The United States of America is a proud 233 years old today. In many respects, its hard to believe that we are so old. 233 years is a long time. We have had 44 different presidents. We have fought a Revolution, a Civil War, 2 World Wars, and a bunch of other wars, some large, some small. We are the oldest democracy in the world (although some would debate this ‘fact.’)

Yet we are young–very young as a nation. Antiquity to us is Williamsburg. Antiquity in other parts of the world goes back thousands of years. We only got to the west coast crossing the continent a little more than 200 years ago.

It might not all have happened however, if it weren’t for Jack Jouett of Albemarle County, Virginia. Well now who the hell was Jack Jouett? He was the Virginia Paul Revere. General Tarleton was riding towards Charlottesville to capture Thomas Jefferson and the rest of the Virginia Legislature who were hiding out at Jefferson’s home, Monticello.

Jack Jouett was sleeping (on the lawn no less) at Cuckoo Tavern in Louisa when he spotted Tarleton and his calvalry. Jouett knew where the legislature was and rode off toward Monticello to warn Virginia’s leaders of the approaching British. Had they been captured, they probably all would have been hanged as traitors.

Jouett made the 40 mile ride and all but a few of the legislators escaped. He rode the back trails and through the woods, guided by the light of the full moon. Tarleton took the road. Much myth has grown up around this hometown boy.





Had Jack Jouett not warned Thomas Jefferson and the Virginia legislature, who knows what would have happened.  Of course, the entire Revolutionary War is sort of a miracle.  This country has so many ‘what if’s ‘in its history.

As we eat our burgers and hot dogs, enjoy the company of friends and family, and check out the fireworks, remember that Virginia is really where it all started.   Hopefully some of our regular historians will drop by today to comment on our state, and to list some of our ‘firsts.’  Let’s stick the politics elsewhere and save this thread for good things about our state and nation on our country’s birthday!

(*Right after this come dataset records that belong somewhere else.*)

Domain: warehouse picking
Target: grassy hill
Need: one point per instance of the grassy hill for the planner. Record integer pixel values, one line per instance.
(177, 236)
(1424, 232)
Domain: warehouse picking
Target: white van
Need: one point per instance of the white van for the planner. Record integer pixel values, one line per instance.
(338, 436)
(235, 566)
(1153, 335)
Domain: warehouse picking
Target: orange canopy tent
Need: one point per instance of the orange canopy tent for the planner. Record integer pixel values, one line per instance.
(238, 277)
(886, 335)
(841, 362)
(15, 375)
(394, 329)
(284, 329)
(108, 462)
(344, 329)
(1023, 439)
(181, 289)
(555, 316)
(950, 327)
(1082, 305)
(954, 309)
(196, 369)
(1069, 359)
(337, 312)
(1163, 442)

[ED NOTE:  Albemarle County might be a stretch.  I think Lousia County also claims Captain  Jouett.  He ended up in Kentucky I believe]

Additional reading at Wikipedia. (Make sure to see Jouett’s encounter with an abused wife and a skillet)
Heavy duty stuff from Albemarle Archives (Famous, Infamous and Unforgettable People and Events that Shaped Central Virginia, Volume 1) (Paperback)

51 Thoughts to “Happy July 4th–American, Happy Birthday!”

  1. Gainesville Resident

    Good thread – I have nothing to add though but just glad to see you put it up. Happy 4th of July everyone!

  2. kelly3406

    That is a very interesting sidenote … er, well … not really a sidenote if Jouett saved TJ and the Virginia legislature. Thanks for posting about it and happy 4th of July to everyone.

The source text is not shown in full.